The merge throttling seems to be enabled by default (index.merge.scheduler.auto_throttle setting). I am wondering what are the values index.merge.scheduler.max_thread_count and index.merge.scheduler.max_merge_count settings have? How many CPUs you have allocated per node?

@reta
Not seeing the setting in the cluster or index level. I guess it just uses the default one.
I guess it’s the default:

Math.max(1, Math.min(4, Runtime.getRuntime().availableProcessors() / 2))

What number for trying in your opinion?

  • index.merge.scheduler.max_thread_count:10
  • index.merge.scheduler.max_merge_count: 100

How many CPUs you have allocated per node?

This is the key point. I’m about to update this ticket with the recent tuning result. A very important setting of k8s while running OpenSearch. I left both CPU reservation and limit empty and thought that means no limitation to the OpenSearch pod. Unfortunately, it’s not true. When seeing the data node CPU hits 100% from OpenSearch API, the host of these k8s pods doesn’t have a busy CPU at all.

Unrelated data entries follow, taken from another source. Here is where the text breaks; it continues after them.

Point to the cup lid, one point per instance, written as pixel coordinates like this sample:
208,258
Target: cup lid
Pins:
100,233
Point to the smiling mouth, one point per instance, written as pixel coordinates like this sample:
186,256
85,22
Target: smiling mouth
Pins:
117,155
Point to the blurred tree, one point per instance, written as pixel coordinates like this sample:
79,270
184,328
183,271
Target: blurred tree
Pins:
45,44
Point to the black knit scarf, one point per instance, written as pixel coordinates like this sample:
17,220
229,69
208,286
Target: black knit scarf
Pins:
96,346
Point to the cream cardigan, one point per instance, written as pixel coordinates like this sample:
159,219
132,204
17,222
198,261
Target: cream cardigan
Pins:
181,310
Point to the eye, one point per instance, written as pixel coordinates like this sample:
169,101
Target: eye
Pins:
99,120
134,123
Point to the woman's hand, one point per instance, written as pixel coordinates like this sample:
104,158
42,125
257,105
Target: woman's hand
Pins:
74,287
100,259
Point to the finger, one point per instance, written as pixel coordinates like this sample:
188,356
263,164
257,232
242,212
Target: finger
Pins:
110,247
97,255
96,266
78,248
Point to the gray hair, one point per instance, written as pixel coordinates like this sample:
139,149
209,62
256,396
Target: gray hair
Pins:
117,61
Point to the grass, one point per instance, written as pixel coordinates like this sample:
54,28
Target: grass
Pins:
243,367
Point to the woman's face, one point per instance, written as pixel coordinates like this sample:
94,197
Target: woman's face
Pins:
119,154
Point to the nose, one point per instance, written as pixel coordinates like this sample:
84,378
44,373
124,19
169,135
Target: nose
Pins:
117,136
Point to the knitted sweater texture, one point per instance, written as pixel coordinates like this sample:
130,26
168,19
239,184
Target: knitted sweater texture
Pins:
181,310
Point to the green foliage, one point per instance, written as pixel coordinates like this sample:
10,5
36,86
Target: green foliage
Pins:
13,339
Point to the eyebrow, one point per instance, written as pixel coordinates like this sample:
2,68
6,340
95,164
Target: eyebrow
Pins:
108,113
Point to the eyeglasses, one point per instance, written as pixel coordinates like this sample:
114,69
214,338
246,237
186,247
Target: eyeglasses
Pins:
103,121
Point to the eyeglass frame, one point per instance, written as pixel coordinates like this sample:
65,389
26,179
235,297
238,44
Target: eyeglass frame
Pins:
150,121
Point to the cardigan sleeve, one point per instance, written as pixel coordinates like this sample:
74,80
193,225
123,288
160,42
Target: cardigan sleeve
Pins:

Finally, it you set the reservation and limit to a certain number, it ensure the requested CPU times are reserved for the pod in k8s. THIS IS SO IMPORTANT. Our OpenSearch on k8s runs 4x faster for indexing and searching. It can be faster to have more CPU reservation but there’re other services in the k8s cluster. The current setting already meets our requirement. The CPU usage burst to limit under heavy loading and down to 25~40% for normal traffic.